James Augustine Eloysios Joyce nasceu no dia 2 de Fevereiro de 1882, em Rathgar, subúrbio de Dublin, a capital da República da Irlanda. Filho de proletários à beira da pobreza, James Joyce foi educado dentro dos valores da Igreja Católica Romana. Os estudos foram realizados em escolas jesuíticas como Clongowes Wood College, Belvedere College e UCD. Porém, leituras de autores como Byron, Hardy, Ibsen e Yeats povoaram sua mente de adolescente e não muito depois, ele entrou em conflito com o Catolicismo.
Educado com rigor, Joyce desenvolveria uma personalidade multifacetada. Escritor revolucionário, pai dedicado, capaz de virar noites ao lado da filha doente e um obsceno de primeira são alguma delas.
Ulisses inaugura o romance moderno. Seus personagens, Stephen Dedalus, Leopold Bloom e Molly Bloom, enfrentam situações correspondentes aos episódios da Odisséia, de Homero. Nessa obra, Joyce reinventa a linguagem e a sintaxe. Radicaliza a linguagem narrativa, explorando processos de associação de imagens e recursos verbais, paródias estilísticas e o fluxo da consciência. Também incorpora teorias da psicanálise freudiana sobre o comportamento sexual. O livro é proibido no Reino Unido e nos Estados Unidos, onde só é liberado em 1936. Joyce sofre seguidas cirurgias em razão de problemas na visão. Sua última obra é Finnegans Wake (1939), na qual leva às últimas conseqüências as inovações estéticas e lingüísticas apresentadas em Ulisses.


Joyce teve uma vida de privações e sofrimento. Relutava em aceitar o diagnóstico de insanidade de sua filha. Quando o agravamento progressivo e intenso da doença de Lucia o obrigou a acatar de vez sua internação em clinicas psiquiátricas, só o fez para proteger Lúcia dela mesma. Durante algum tempo deixou de lado o andamento de seu livro "Finnegans Wake", para acompanhar de perto o tratamento da filha. A doença de Lucia marcaria profundamente vida e obra de Joyce.







Quando Joyce se tornou célebre, Nora exclamou um dia, rindo: "Não faço ideia se o meu marido é um gênio ou não, mas o que sei, de certeza, é que ele tem uma mente bem suja." Talvez se recordasse das cartas que ele lhe escrevera de Dublin, no célebre ano de 1909, quando ela ficou em Trieste.

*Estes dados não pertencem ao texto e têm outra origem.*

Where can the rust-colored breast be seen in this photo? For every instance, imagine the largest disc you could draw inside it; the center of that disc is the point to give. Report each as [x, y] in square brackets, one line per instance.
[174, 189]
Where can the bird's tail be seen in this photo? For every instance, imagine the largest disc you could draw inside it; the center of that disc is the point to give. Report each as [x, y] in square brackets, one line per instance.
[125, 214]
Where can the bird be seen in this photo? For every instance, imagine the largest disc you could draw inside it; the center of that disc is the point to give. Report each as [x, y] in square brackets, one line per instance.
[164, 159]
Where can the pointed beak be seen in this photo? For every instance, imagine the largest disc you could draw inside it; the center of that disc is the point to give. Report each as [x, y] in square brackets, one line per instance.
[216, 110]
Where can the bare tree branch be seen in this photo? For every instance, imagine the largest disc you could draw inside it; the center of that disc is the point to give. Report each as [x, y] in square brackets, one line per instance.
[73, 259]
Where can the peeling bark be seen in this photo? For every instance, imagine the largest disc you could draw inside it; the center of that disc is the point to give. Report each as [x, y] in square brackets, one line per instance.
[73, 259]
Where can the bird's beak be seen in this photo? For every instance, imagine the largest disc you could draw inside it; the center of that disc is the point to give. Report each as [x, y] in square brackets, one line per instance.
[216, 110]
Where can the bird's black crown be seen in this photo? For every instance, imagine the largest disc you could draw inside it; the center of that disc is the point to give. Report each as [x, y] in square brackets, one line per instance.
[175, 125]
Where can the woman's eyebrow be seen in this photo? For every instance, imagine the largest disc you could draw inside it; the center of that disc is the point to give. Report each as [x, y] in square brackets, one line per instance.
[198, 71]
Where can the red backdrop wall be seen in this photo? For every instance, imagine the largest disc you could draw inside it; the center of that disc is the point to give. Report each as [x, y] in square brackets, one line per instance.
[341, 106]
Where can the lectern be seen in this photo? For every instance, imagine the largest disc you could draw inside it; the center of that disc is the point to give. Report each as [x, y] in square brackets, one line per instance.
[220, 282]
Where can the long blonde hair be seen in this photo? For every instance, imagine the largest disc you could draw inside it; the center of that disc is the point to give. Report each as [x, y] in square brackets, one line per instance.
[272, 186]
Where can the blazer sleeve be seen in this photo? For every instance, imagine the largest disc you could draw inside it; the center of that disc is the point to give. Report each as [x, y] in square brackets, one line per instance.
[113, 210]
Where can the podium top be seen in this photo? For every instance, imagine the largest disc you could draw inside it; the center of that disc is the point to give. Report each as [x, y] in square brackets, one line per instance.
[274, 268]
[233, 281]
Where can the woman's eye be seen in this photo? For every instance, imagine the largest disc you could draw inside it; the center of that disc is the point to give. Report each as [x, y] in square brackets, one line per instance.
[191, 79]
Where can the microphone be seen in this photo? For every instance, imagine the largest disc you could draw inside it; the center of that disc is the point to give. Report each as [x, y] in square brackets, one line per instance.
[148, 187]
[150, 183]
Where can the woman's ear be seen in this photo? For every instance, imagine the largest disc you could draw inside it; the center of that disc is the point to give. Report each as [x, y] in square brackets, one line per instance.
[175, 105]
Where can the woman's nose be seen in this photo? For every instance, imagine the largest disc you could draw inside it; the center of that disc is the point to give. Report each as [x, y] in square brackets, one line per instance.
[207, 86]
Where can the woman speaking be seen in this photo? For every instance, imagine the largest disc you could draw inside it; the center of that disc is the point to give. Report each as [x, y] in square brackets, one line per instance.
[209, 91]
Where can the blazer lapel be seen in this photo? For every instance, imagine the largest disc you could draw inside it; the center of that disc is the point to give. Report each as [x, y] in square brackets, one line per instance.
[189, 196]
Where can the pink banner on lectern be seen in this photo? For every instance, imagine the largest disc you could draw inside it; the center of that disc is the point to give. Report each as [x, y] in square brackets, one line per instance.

Segundo Maddox, essas mensagens íntimas, "obscenas mas não eróticas, com uma imagética demasiado escatológica, pueril e repetitiva" são importantes pelo o que revelam da relação entre Nora e Jim ( só ela é que o podia tratar por este diminutivo) e da sexualidade de ambos. (Richard Ellmann acabou por editar e publicar as famosas cartas, indo contra o desejo de Stephen, o neto do escritor).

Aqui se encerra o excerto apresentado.